L’histoire d’Andrea Respetar, 54 ans, illustre le chemin parfois chaotique mais profondément transformateur de l’alyah contemporaine. Venue de Buenos Aires, mère de trois enfants, enseignante d’anglais et aujourd’hui coordinatrice d’une communauté d’olim argentins à Carmiel, elle raconte un parcours marqué par l’incertitude, la séparation familiale et une conviction devenue inébranlable : Israël est désormais sa maison, même dans les moments les plus difficiles.
Née et élevée dans la capitale argentine, Andrea a grandi au cœur d’une vie juive active. Écoles communautaires, mouvements de jeunesse, fêtes partagées : l’identité juive était un pilier naturel du quotidien. Pendant des années, son mari José l’a encouragée à considérer l’alyah, sans succès. « Je ne me sentais pas prête à quitter l’Argentine », explique-t-elle. Mais la dégradation économique rapide, après les élections de 2019, a servi de déclic. Leur fils Thomas, alors jeune adulte, a été le premier à dire : « C’est le moment ». Andrea a compris qu’il avait raison.
La famille entame alors les démarches via l’Agence juive, qui propose une stratégie inhabituelle : envoyer d’abord les trois enfants – Lucia, 31 ans, Thomas, 27 ans, et Magali, 20 ans – puis permettre aux parents de les rejoindre trois mois plus tard pour accélérer l’intégration linguistique et sociale des plus jeunes.
Mais en 2020, la pandémie frappe. Les frontières se ferment, les vols s’annulent, les vaccins n’existent pas encore. Les enfants se retrouvent en Israël, tandis qu’Andrea et José restent bloqués en Argentine. « C’était un crève-cœur », confie-t-elle. « Je pleurais souvent. L’inconnu, l’éloignement, la peur du virus… C’était une période terrible. »
Après sept mois d’attente, le couple obtient enfin l’autorisation d’entrer en Israël. Ils atterrissent à Tel-Aviv et sont immédiatement placés en quarantaine stricte pendant onze jours dans un hôtel.
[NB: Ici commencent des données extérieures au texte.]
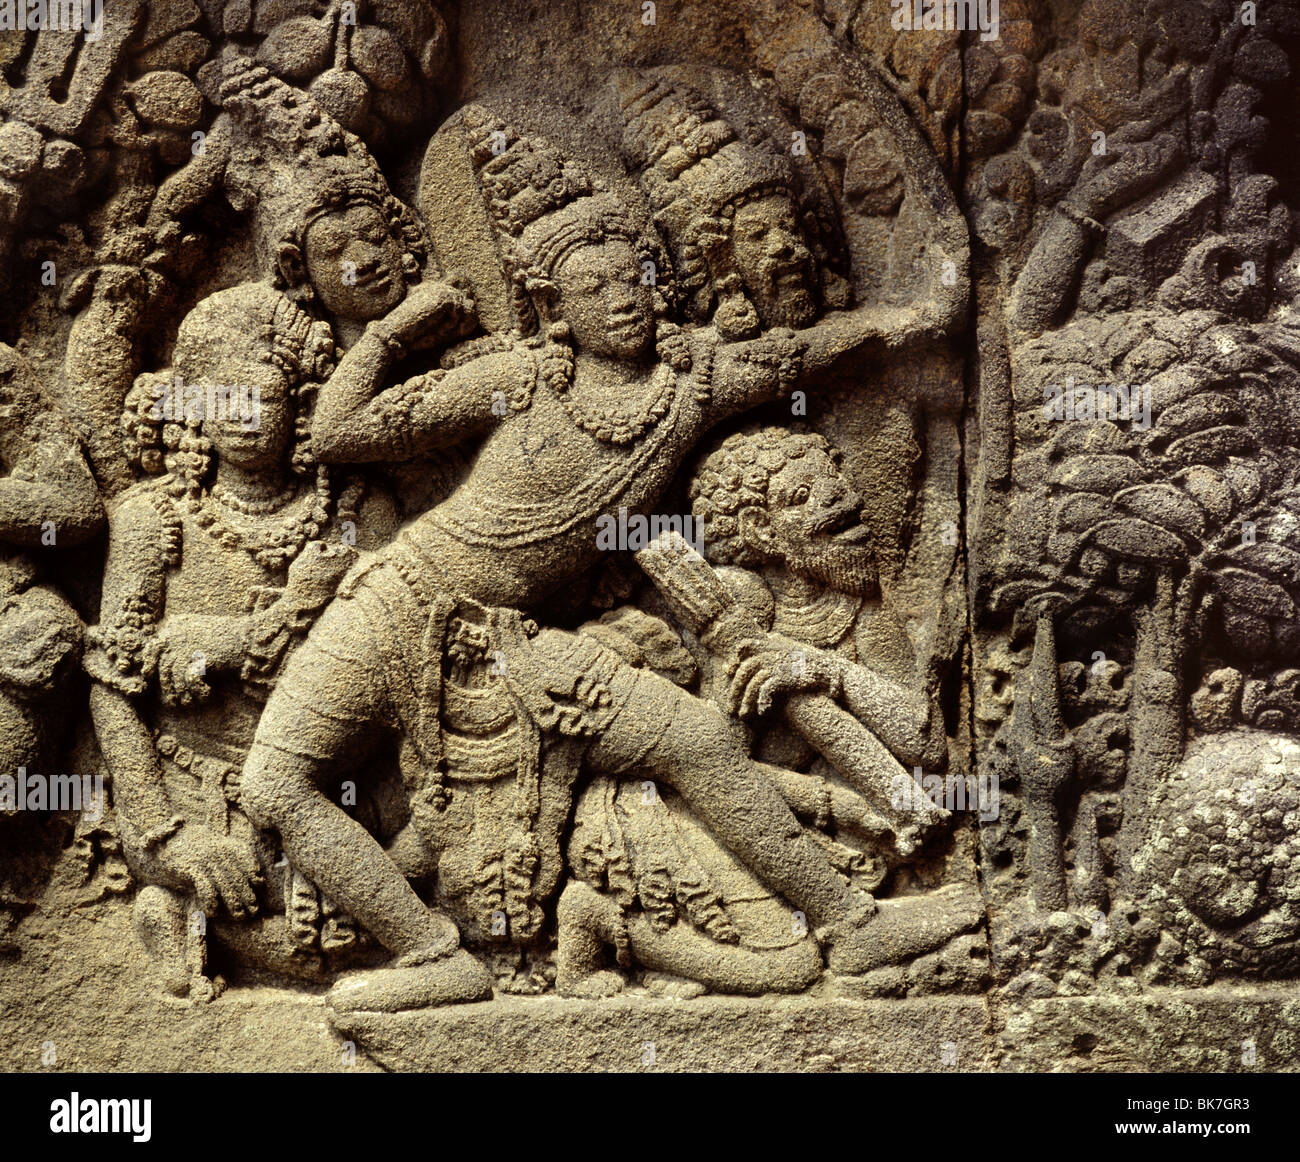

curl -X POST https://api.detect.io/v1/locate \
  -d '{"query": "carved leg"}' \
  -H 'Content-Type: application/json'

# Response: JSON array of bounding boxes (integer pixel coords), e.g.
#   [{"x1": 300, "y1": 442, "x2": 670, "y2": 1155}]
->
[
  {"x1": 589, "y1": 674, "x2": 970, "y2": 974},
  {"x1": 624, "y1": 915, "x2": 822, "y2": 996},
  {"x1": 242, "y1": 743, "x2": 458, "y2": 958},
  {"x1": 240, "y1": 596, "x2": 459, "y2": 960},
  {"x1": 556, "y1": 881, "x2": 627, "y2": 998},
  {"x1": 326, "y1": 949, "x2": 495, "y2": 1014},
  {"x1": 590, "y1": 676, "x2": 856, "y2": 928},
  {"x1": 241, "y1": 607, "x2": 493, "y2": 1011},
  {"x1": 593, "y1": 676, "x2": 879, "y2": 939},
  {"x1": 557, "y1": 880, "x2": 822, "y2": 996},
  {"x1": 132, "y1": 885, "x2": 212, "y2": 1002},
  {"x1": 241, "y1": 742, "x2": 493, "y2": 1011},
  {"x1": 826, "y1": 885, "x2": 985, "y2": 974}
]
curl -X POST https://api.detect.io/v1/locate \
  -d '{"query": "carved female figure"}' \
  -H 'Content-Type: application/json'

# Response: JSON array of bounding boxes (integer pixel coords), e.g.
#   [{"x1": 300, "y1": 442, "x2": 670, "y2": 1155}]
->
[{"x1": 87, "y1": 282, "x2": 395, "y2": 998}]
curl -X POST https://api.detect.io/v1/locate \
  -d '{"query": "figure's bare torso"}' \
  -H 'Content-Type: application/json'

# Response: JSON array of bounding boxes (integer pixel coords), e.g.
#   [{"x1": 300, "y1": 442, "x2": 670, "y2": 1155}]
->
[
  {"x1": 401, "y1": 367, "x2": 708, "y2": 609},
  {"x1": 163, "y1": 509, "x2": 288, "y2": 756}
]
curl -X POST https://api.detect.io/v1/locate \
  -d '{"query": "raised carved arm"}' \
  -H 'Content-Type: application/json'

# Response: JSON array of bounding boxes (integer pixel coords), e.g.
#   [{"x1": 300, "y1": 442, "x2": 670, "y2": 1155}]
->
[
  {"x1": 708, "y1": 300, "x2": 949, "y2": 422},
  {"x1": 1008, "y1": 130, "x2": 1184, "y2": 338},
  {"x1": 311, "y1": 283, "x2": 499, "y2": 463}
]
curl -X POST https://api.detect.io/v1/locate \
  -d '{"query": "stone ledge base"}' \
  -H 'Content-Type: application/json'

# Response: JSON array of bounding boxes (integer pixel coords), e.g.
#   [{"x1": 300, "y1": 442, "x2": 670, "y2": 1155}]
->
[
  {"x1": 996, "y1": 991, "x2": 1300, "y2": 1072},
  {"x1": 4, "y1": 903, "x2": 1296, "y2": 1071},
  {"x1": 331, "y1": 993, "x2": 996, "y2": 1072},
  {"x1": 333, "y1": 989, "x2": 1300, "y2": 1072}
]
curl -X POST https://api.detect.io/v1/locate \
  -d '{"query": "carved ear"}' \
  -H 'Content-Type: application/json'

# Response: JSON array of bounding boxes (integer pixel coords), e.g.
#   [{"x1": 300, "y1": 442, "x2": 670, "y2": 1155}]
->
[
  {"x1": 525, "y1": 274, "x2": 558, "y2": 325},
  {"x1": 738, "y1": 506, "x2": 774, "y2": 552},
  {"x1": 275, "y1": 242, "x2": 309, "y2": 293}
]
Une entrée en matière étouffante, mais pas décourageante : à la fin de leur isolement, ils rejoignent Carmiel où les enfants étaient déjà installés. Andrea reprend son métier d’enseignante d’anglais et suit en parallèle l’oulpan. « Les enfants ont appris l’hébreu très vite. Pour nous, c’est plus difficile, mais on avance. »
Le 7 octobre devient un tournant inattendu. L’attaque du Hamas plonge le pays dans la sidération, mais elle renforce paradoxalement la conviction de la famille d’avoir fait le bon choix. « Nous avons eu peur, comme tout le monde, mais c’est dans ces crises qu’on comprend la force d’Israël », explique-t-elle. Elle organise alors un groupe de parole avec une psychologue originaire du Pérou pour soutenir les familles d’olim traumatisées. « Les gens avaient besoin de parler. C’était vital. »
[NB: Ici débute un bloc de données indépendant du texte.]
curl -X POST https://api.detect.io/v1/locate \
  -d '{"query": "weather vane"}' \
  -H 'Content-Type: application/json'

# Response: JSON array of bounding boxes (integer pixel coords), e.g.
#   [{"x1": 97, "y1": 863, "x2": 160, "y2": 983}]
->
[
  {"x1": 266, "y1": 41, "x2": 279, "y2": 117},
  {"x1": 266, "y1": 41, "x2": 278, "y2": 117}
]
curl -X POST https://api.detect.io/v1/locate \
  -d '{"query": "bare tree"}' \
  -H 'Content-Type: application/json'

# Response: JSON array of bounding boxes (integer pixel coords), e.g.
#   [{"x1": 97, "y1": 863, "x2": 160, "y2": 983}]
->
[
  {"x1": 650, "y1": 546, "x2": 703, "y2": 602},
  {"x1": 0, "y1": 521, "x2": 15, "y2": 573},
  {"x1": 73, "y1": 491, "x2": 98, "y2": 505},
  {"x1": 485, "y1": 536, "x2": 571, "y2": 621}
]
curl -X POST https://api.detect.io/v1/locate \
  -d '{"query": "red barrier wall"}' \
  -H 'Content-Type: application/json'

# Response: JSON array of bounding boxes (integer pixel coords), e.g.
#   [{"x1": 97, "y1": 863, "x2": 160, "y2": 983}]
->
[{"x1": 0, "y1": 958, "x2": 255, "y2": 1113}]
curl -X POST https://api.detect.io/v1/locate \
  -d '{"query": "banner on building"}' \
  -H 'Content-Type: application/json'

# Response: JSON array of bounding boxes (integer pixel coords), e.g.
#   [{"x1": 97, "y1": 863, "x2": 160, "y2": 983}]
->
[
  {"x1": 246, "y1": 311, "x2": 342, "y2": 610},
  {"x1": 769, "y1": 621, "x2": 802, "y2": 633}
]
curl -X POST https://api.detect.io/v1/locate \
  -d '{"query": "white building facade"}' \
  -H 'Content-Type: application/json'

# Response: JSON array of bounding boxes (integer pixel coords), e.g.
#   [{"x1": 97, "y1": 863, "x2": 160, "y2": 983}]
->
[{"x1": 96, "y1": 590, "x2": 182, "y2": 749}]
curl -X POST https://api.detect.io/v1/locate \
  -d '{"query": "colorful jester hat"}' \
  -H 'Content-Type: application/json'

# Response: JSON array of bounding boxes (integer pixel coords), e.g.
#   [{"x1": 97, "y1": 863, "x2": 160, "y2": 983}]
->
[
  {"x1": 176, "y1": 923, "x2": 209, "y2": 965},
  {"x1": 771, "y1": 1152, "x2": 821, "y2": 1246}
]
Aujourd’hui, Andrea est coordinatrice pour « LaBayta », une organisation israélienne sans but lucratif dédiée à l’intégration des nouveaux immigrants par la création de réseaux communautaires. Elle accueille chaque nouvel arrivant d’Argentine, écoute ses besoins, l’aide à comprendre les services de la ville, organise des rencontres, des activités sociales et religieuses. « Je suis reconnaissante pour ce rôle. Je vois des familles surmonter les difficultés, apprendre l’hébreu, tisser des liens. C’est très émouvant. »
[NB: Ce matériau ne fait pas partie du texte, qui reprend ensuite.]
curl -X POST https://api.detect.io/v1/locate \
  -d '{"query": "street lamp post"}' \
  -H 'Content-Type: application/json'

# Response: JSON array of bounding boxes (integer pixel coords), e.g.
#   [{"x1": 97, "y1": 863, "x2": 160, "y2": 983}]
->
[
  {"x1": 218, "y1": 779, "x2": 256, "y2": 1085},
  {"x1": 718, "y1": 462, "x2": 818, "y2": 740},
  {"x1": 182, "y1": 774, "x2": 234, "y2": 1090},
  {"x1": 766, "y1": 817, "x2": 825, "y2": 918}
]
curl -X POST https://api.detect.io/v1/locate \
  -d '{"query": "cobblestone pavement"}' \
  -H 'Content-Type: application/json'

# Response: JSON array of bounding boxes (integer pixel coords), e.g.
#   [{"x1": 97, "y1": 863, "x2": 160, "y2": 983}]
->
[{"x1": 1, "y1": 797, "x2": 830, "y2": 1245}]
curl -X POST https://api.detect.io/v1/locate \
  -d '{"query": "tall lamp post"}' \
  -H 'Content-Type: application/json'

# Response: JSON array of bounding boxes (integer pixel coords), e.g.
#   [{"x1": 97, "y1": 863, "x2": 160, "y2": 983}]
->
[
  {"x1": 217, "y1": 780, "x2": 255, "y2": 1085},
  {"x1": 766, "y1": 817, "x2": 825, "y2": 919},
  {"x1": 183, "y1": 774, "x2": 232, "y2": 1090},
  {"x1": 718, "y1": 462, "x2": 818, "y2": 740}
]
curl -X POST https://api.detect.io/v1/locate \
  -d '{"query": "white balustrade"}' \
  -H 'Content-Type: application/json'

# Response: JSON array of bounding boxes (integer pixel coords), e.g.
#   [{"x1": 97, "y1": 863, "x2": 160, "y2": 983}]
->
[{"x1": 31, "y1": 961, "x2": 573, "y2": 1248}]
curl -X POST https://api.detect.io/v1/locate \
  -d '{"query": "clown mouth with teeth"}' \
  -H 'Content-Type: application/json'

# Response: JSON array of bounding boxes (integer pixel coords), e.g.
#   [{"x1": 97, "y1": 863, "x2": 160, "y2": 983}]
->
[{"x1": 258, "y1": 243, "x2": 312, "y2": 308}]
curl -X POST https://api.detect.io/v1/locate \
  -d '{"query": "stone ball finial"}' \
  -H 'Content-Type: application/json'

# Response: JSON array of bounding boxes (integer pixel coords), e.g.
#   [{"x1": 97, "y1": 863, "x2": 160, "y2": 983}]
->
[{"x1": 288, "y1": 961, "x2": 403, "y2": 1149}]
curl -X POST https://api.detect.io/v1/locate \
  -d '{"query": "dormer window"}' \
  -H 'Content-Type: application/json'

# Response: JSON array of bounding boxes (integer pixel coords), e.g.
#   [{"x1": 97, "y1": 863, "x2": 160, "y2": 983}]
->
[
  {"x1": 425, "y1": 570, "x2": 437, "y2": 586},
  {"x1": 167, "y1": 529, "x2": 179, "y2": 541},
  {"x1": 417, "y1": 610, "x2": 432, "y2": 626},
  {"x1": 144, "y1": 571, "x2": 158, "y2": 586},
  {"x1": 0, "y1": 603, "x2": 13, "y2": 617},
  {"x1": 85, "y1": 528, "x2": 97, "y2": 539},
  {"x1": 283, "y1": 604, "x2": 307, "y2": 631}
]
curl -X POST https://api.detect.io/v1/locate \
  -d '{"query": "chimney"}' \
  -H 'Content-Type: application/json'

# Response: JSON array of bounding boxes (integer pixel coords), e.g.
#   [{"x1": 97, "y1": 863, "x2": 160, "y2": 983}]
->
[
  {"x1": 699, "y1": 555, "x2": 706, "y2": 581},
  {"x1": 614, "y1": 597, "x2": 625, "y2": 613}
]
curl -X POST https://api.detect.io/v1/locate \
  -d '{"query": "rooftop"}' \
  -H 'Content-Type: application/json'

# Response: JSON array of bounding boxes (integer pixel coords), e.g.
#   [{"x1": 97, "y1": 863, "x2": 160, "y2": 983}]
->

Mais tout n’est pas simple. Elle avoue avoir encore du mal avec certains aspects de la culture israélienne : « La relation médecin-patient n’a rien à voir. En Argentine, le médecin est presque un ami. Ici, c’est plus impersonnel. »
Et malgré une intégration réussie, elle garde une nostalgie persistante pour ceux restés à Buenos Aires. « Ma famille me manque. C’est le plus difficile. »
Pour le reste, Andrea s’émerveille : Jérusalem est pour elle « le plus bel endroit du pays », et elle affirme que l’esprit familial argentin devrait inspirer les Israéliens : « Passer le week-end en famille, c’est sacré ».
Son parcours, de l’attente angoissante du Covid aux premières années de construction en Israël, illustre une vérité simple : l’alyah n’est jamais un chemin linéaire. C’est une aventure faite de ruptures, de doutes, de chagrins et d’épiphanies – mais c’est aussi l’histoire de milliers de familles qui, comme Andrea et les siens, choisissent de rejoindre Israël malgré tout, pour y bâtir une vie nouvelle et plus forte que les épreuves.